Today's barbers are both men and women, again occupying an important niche in society as the barbers of old had, cutting and styling hair to meet the demands of the public. The only difference being that these barbers no longer carry out bloodletting practices.

What's the Deal With the Barber Pole, Then?

The history of the barber pole is intertwined with the history of barbers and their bloodletting practices. Patients would grasp a rod or staff tightly so that their veins would show, and the barbers would cut open their arms and bleed them until they fainted (nasty but true). Later, when leech therapy became popular, as they allowed for more controlled bleeding, the leeches were applied directly to the vein areas. After the procedure, the washed bandages10 were hung outside on a pole to dry11, and to advertise the ghastly therapeutic specialities offered in the barbershop12. Flapping in the wind, the long strips of bandages would twist around the pole in the spiral pattern we now associate with barbers.

This early barber pole was simply a wooden post topped by a brass leech basin. One source speculates that the poles were painted red to mask the bloodstains. Later, the basin was replaced by a ball and painted poles of red and white spirals took the place of the less tasteful pole with the bloodstained bandages, and these poles became permanent outdoor fixtures. After the formation of the United Barber Surgeon's Company in England, barbers were required to display blue and white poles, and surgeons, red ones. In America, however, the barber poles were painted red, white and blue because the American flag also had all these colours.

Why the Colours, Again?

There are several different interpretations for the colours of the barber pole. One is that red represented blood and white the bandages. Another interpretation is that red and blue respectively stood for arterial and venous blood, and white was still for the bandages. A third suggests that the spiral pattern represents a white bandage wrapped around a bloody arm.

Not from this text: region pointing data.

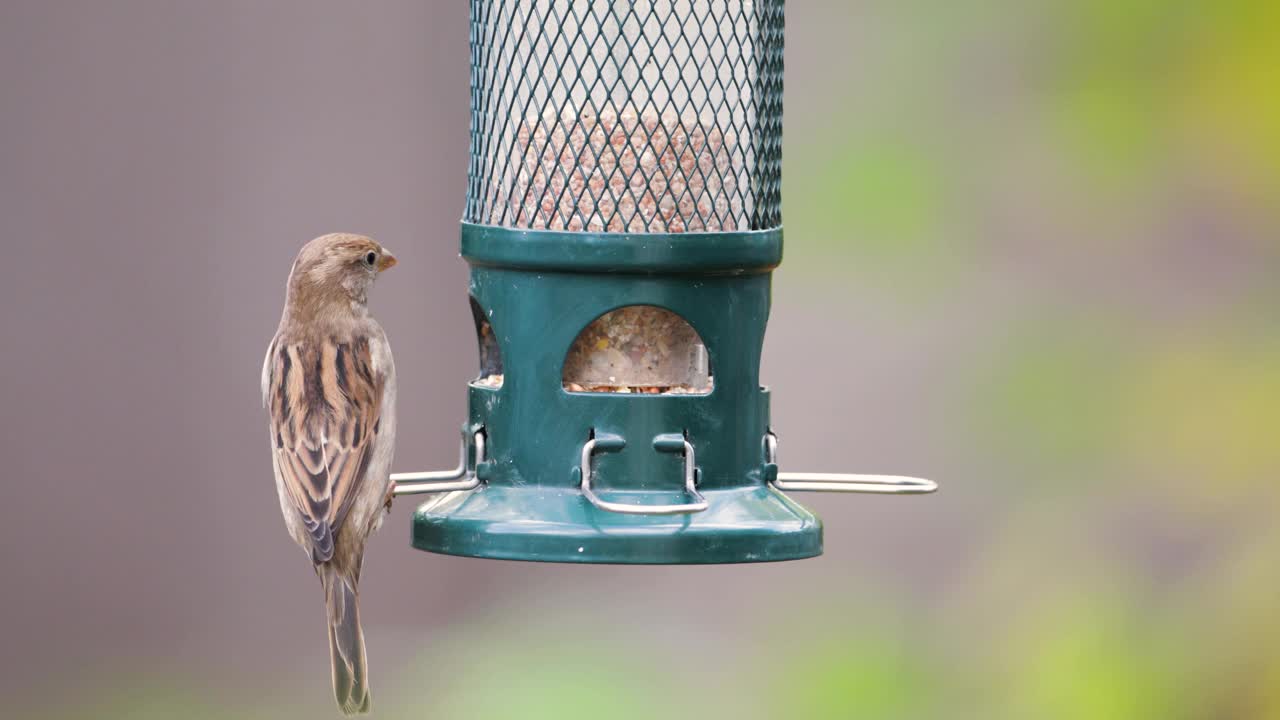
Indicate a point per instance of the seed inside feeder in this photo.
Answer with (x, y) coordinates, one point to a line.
(635, 172)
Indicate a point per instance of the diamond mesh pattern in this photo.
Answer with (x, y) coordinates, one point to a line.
(626, 115)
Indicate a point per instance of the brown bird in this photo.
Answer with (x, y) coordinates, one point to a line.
(329, 383)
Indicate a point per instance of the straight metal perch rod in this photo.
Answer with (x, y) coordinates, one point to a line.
(844, 482)
(442, 481)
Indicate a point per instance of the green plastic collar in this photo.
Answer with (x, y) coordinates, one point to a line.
(731, 253)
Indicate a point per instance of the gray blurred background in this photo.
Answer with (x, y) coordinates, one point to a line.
(1032, 253)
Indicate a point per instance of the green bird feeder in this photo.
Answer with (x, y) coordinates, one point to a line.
(622, 222)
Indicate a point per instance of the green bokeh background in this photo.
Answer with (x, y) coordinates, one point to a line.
(1032, 251)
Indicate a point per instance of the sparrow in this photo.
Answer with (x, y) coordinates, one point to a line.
(329, 384)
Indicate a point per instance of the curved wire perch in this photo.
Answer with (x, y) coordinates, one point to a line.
(442, 481)
(844, 482)
(627, 509)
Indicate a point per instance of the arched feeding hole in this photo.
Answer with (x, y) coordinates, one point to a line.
(639, 349)
(490, 356)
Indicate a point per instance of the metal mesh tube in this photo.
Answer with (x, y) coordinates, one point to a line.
(626, 115)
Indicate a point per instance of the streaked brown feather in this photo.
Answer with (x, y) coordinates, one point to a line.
(325, 406)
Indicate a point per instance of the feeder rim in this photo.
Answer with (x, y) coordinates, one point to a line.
(693, 253)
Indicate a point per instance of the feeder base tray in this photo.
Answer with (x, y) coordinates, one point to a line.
(748, 524)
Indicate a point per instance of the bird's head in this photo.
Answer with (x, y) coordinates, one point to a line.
(337, 268)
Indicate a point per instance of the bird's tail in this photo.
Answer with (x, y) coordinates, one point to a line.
(346, 642)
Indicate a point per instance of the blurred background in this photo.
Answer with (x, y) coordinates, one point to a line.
(1032, 253)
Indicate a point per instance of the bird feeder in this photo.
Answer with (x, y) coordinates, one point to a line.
(622, 222)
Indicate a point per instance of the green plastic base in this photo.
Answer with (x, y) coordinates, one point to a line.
(533, 292)
(746, 524)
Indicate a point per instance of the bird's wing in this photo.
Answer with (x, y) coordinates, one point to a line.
(325, 400)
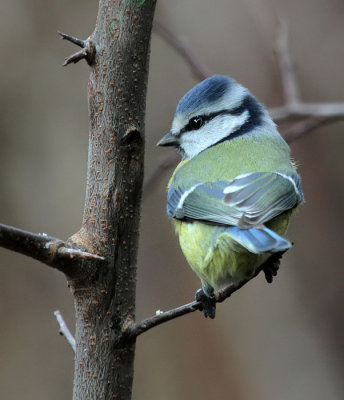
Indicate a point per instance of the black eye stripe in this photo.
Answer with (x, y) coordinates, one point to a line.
(206, 118)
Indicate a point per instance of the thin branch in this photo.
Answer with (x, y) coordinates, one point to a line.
(87, 52)
(47, 249)
(137, 329)
(304, 127)
(291, 92)
(314, 114)
(64, 331)
(198, 68)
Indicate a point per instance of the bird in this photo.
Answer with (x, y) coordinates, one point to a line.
(232, 195)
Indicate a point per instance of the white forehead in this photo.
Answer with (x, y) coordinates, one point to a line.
(230, 99)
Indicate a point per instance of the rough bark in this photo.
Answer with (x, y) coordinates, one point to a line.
(105, 298)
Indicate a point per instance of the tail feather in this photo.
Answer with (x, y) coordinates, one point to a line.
(259, 240)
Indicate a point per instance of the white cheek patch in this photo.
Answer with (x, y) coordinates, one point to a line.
(213, 131)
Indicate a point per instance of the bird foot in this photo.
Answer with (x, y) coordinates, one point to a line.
(271, 266)
(208, 303)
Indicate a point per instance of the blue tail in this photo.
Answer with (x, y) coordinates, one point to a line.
(259, 241)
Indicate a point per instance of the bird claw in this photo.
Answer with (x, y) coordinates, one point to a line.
(208, 303)
(271, 266)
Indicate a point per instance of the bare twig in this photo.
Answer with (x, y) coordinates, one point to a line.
(289, 82)
(64, 331)
(302, 128)
(198, 68)
(137, 329)
(87, 52)
(293, 106)
(313, 115)
(44, 248)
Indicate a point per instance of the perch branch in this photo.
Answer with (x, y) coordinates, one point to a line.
(64, 331)
(87, 52)
(44, 248)
(137, 329)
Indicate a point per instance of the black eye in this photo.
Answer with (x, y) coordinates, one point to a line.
(196, 122)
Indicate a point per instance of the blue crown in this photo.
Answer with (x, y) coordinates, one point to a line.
(208, 91)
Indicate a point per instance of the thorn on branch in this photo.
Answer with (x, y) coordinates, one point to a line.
(64, 331)
(87, 52)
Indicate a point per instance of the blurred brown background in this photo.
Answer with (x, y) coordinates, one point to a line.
(283, 341)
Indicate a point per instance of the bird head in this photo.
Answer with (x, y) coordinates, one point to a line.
(215, 110)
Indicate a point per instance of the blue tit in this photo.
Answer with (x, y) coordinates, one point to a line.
(232, 195)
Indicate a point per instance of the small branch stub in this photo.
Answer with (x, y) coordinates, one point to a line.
(47, 249)
(64, 331)
(87, 52)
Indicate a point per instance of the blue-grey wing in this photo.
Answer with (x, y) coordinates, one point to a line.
(247, 201)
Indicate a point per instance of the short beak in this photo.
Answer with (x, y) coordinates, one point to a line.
(168, 140)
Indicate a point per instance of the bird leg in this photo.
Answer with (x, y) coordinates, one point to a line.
(271, 266)
(207, 299)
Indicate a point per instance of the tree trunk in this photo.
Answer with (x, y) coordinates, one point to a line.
(105, 292)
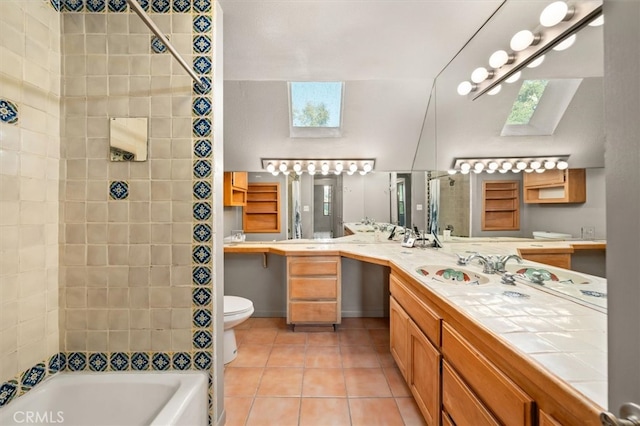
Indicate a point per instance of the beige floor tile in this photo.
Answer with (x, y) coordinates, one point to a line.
(366, 382)
(374, 411)
(323, 357)
(241, 381)
(250, 355)
(274, 412)
(287, 356)
(323, 382)
(281, 382)
(410, 412)
(237, 410)
(324, 412)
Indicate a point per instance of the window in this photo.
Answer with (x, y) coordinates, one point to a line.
(326, 201)
(315, 109)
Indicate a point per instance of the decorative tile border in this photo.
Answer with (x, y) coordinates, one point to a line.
(8, 112)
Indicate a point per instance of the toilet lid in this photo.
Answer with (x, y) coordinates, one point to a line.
(235, 304)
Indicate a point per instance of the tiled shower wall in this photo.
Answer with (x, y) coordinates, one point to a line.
(126, 274)
(29, 169)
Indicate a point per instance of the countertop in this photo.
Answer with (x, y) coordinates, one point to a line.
(559, 326)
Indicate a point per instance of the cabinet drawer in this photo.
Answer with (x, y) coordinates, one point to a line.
(313, 312)
(460, 402)
(314, 266)
(313, 288)
(427, 320)
(507, 401)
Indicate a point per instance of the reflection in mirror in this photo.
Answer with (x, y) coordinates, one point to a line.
(128, 139)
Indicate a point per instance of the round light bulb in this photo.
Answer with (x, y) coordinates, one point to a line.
(479, 75)
(521, 40)
(514, 77)
(536, 62)
(499, 58)
(566, 43)
(554, 13)
(495, 90)
(465, 88)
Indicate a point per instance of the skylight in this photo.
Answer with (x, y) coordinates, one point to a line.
(527, 101)
(316, 109)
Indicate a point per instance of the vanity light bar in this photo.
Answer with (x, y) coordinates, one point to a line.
(529, 46)
(320, 166)
(513, 164)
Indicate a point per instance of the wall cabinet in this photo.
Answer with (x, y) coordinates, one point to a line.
(262, 211)
(500, 205)
(235, 188)
(313, 290)
(555, 186)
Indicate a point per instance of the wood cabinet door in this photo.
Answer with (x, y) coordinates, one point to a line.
(399, 321)
(424, 374)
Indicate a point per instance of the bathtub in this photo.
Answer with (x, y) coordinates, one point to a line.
(113, 399)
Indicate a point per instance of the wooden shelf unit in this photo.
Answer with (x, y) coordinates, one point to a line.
(262, 211)
(500, 205)
(555, 186)
(235, 188)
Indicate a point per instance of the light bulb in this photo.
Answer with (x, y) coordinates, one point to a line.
(522, 39)
(465, 88)
(499, 58)
(554, 13)
(479, 75)
(536, 62)
(514, 77)
(566, 43)
(495, 90)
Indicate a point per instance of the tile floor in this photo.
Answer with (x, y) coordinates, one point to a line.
(315, 376)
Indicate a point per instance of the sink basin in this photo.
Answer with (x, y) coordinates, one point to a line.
(452, 275)
(548, 274)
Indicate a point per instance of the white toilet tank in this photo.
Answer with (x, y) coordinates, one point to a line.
(545, 235)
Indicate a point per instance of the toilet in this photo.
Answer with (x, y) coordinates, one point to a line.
(236, 311)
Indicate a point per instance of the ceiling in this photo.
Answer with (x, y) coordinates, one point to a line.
(388, 53)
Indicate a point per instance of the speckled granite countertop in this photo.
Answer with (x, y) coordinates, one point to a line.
(560, 326)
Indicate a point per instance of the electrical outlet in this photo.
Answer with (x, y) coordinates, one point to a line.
(588, 232)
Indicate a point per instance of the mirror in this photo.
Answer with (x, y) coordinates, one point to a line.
(128, 139)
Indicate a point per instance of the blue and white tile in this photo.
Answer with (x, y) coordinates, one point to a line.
(202, 169)
(8, 111)
(201, 254)
(201, 275)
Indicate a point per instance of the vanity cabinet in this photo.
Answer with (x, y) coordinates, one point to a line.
(313, 290)
(415, 347)
(555, 186)
(235, 188)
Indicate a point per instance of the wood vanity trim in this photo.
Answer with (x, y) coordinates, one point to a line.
(556, 398)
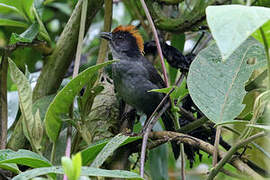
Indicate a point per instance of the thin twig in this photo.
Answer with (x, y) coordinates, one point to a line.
(266, 47)
(157, 41)
(217, 138)
(107, 27)
(148, 122)
(204, 146)
(231, 152)
(145, 137)
(177, 126)
(193, 125)
(76, 69)
(3, 101)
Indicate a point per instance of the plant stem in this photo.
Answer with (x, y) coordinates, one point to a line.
(215, 154)
(266, 47)
(3, 102)
(193, 125)
(157, 41)
(146, 134)
(107, 27)
(231, 152)
(53, 152)
(76, 69)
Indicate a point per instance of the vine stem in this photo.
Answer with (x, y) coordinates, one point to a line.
(266, 47)
(231, 152)
(108, 7)
(3, 102)
(76, 69)
(215, 154)
(156, 40)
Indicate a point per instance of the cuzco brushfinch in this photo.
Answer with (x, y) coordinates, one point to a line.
(134, 75)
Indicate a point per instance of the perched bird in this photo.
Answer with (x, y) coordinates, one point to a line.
(134, 75)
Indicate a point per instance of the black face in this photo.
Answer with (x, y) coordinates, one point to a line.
(122, 43)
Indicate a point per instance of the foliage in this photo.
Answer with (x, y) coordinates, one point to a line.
(226, 83)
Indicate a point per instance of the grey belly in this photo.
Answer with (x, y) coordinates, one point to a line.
(134, 92)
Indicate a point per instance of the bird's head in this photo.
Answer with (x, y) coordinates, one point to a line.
(125, 41)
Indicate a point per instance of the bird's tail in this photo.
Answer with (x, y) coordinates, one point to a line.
(167, 119)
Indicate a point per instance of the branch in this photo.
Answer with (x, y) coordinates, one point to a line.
(157, 41)
(170, 2)
(166, 136)
(3, 101)
(231, 152)
(185, 22)
(107, 28)
(58, 62)
(193, 125)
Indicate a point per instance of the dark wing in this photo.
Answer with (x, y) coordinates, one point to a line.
(155, 78)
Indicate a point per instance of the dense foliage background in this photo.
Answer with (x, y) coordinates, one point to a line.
(220, 82)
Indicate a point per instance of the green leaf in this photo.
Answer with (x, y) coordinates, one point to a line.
(62, 101)
(266, 28)
(178, 92)
(109, 148)
(63, 7)
(13, 23)
(90, 153)
(23, 157)
(72, 168)
(77, 165)
(177, 41)
(86, 171)
(27, 6)
(218, 87)
(7, 7)
(265, 127)
(10, 167)
(163, 90)
(43, 31)
(37, 131)
(231, 25)
(27, 36)
(67, 167)
(25, 97)
(158, 159)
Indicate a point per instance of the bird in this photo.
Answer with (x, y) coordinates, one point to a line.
(134, 76)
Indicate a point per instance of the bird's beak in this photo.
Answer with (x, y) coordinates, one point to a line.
(106, 35)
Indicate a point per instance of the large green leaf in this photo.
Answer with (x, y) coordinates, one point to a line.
(10, 167)
(27, 6)
(218, 87)
(62, 101)
(90, 153)
(231, 25)
(86, 171)
(25, 101)
(109, 148)
(23, 157)
(13, 23)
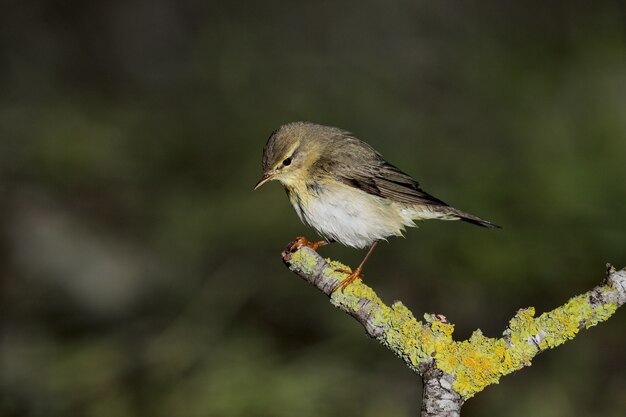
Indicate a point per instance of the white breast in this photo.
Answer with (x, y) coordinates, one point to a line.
(348, 215)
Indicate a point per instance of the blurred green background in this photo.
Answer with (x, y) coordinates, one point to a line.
(141, 276)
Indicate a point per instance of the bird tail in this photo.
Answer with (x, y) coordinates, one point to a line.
(473, 219)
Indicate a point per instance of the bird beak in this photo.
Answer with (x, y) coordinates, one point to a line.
(265, 178)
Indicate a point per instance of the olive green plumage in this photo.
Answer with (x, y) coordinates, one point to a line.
(344, 188)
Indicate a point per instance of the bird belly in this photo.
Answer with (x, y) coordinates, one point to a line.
(348, 215)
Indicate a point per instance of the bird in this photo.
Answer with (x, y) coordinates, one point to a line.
(346, 191)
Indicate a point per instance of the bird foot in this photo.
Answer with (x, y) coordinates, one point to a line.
(302, 241)
(354, 275)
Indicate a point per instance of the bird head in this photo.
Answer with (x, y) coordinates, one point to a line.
(291, 151)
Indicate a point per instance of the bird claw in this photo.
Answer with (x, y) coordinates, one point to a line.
(301, 241)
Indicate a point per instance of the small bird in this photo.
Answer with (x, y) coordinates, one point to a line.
(344, 189)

The ball, of course, represents the basin of leeches as well as the blood-collection bowl.

Today's barbers more commonly use the updated combination of blue, white and red striped poles as an emblem of their profession. Thankfully, they no longer cut people's arms, by the way.

Bibliography

1Even today, do most of us not feel wariness when coming face to face with a person with a wild tangle?2And you thought only women fought like that.3This guild was apparently more powerful than any unions today, and barbers who failed to follow the Guild regulations could expect to suffer in prison.4Pare was a surgeon in the French army and also chief surgeon to both Charles IX and Henri III.5Parallel to this, Louis XV of France decreed in 1743 that barbers were not to practice surgery.6All right, so they didn't hack people's arms open. They made incisions in the arms. But that just doesn't make it any less freaky, does it?7Among other things patients who suffered from inflammatory fevers, coughs, headaches, rheumatism, abscesses and some forms of heart disease were thought to need a good bleeding.8Blood, after all, is where most of your disease fighters - your immune system components - are. Being bled simply means that your body's immune defence is being drained, and that your body will become more susceptible to disease as a result.9In fact, in France in the early 1800s, patients in hospitals were regularly subjected to leeches before even the doctors saw them. Dr Francois Broussais, who claimed that excess buildup of blood was caused by disease, was personally responsible for the commercial extinction of leeches in France.10Bandages were used as a tourniquet and to bandage bleeding arms.11The bandages were later stored wound around the pole until some other misinformed victim came along.12And in case you were wondering, yes, the bandages were reused. Gross but unavoidably true.